Scientists have created a model that can forecast the lifespan of high-energy-density lithium-metal batteries by utilizing machine learning techniques on battery performance data. This model successfully predicts the longevity of batteries by examining their charging, discharging, and voltage relaxation data, without needing to make any assumptions about specific degradation processes. This approach is anticipated to enhance the safety and reliability of devices that run on lithium-metal batteries.

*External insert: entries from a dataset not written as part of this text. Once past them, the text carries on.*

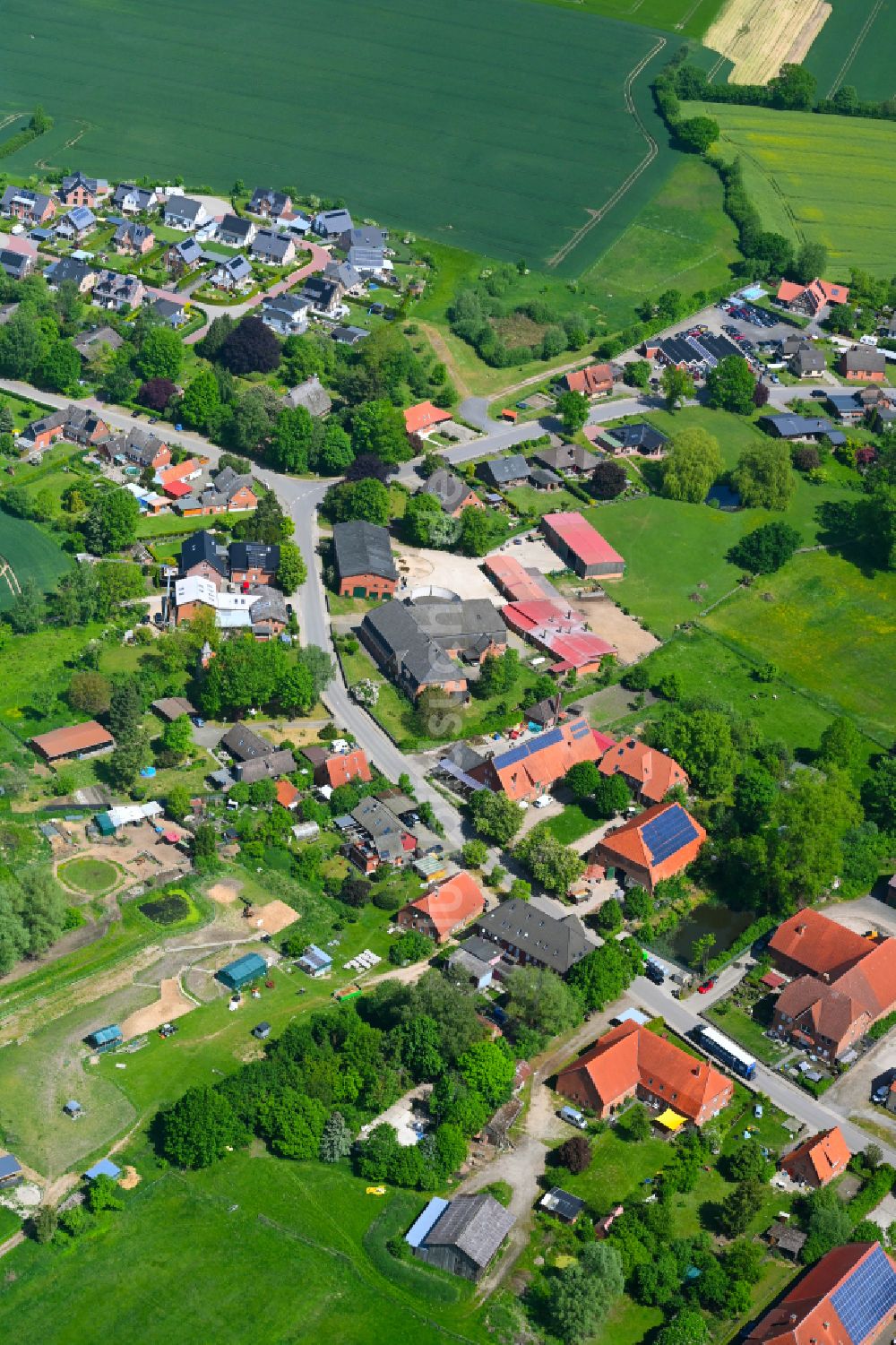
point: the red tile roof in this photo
(455, 902)
(582, 539)
(826, 1154)
(627, 842)
(655, 772)
(806, 1315)
(424, 416)
(818, 944)
(630, 1056)
(78, 737)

NIMS and SoftBank Corp. have collaboratively developed a model that can forecast the lifespan of high-energy-density lithium-metal batteries by using machine learning techniques on battery performance data. This model has demonstrated the ability to accurately estimate the longevity of batteries by analyzing their charge, discharge, and voltage relaxation data without assuming any specific degradation mechanisms. This method is expected to significantly improve the safety and dependability of devices that utilize lithium-metal batteries.
Lithium-metal batteries have the potential to provide higher energy densities per unit mass compared to the lithium-ion batteries currently available. Therefore, there is great anticipation for their application across various technologies, such as drones, electric vehicles, and home energy storage systems. In 2018, NIMS and SoftBank launched the NIMS-SoftBank Advanced Technologies Development Center. Since then, they have collaborated on research regarding high-energy-density rechargeable batteries for diverse applications, including mobile phone base stations, IoT devices, and high-altitude platform stations (HAPS).
Previously, a lithium-metal battery was reported to achieve an energy density exceeding 300 Wh/kg and maintain a lifespan of over 200 charge/discharge cycles. However, safely implementing high-performance lithium-metal batteries like this will necessitate the creation of techniques that can reliably predict their lifespans. The degradation processes in lithium-metal batteries are more intricate than those in traditional lithium-ion batteries, and their full understanding is still lacking, making the development of lifespan prediction models a significant challenge.
The research team produced numerous high-energy-density lithium-metal battery cells, each featuring a lithium-metal anode and a nickel-rich cathode, through advanced fabrication methods they had developed. They then assessed the charge and discharge performance of these cells. Ultimately, they built a model capable of predicting the cycle lives of lithium-metal batteries by applying machine learning techniques to the charge and discharge data. The model succeeded in making accurate predictions by analyzing the data related to charging, discharging, and voltage relaxation without making assumptions about specific degradation mechanisms.
The team aims to enhance the accuracy of the cycle life predictions of the model further and expedite the transition of high-energy-density lithium-metal batteries into practical applications by utilizing the model in the development of new lithium-metal anode materials.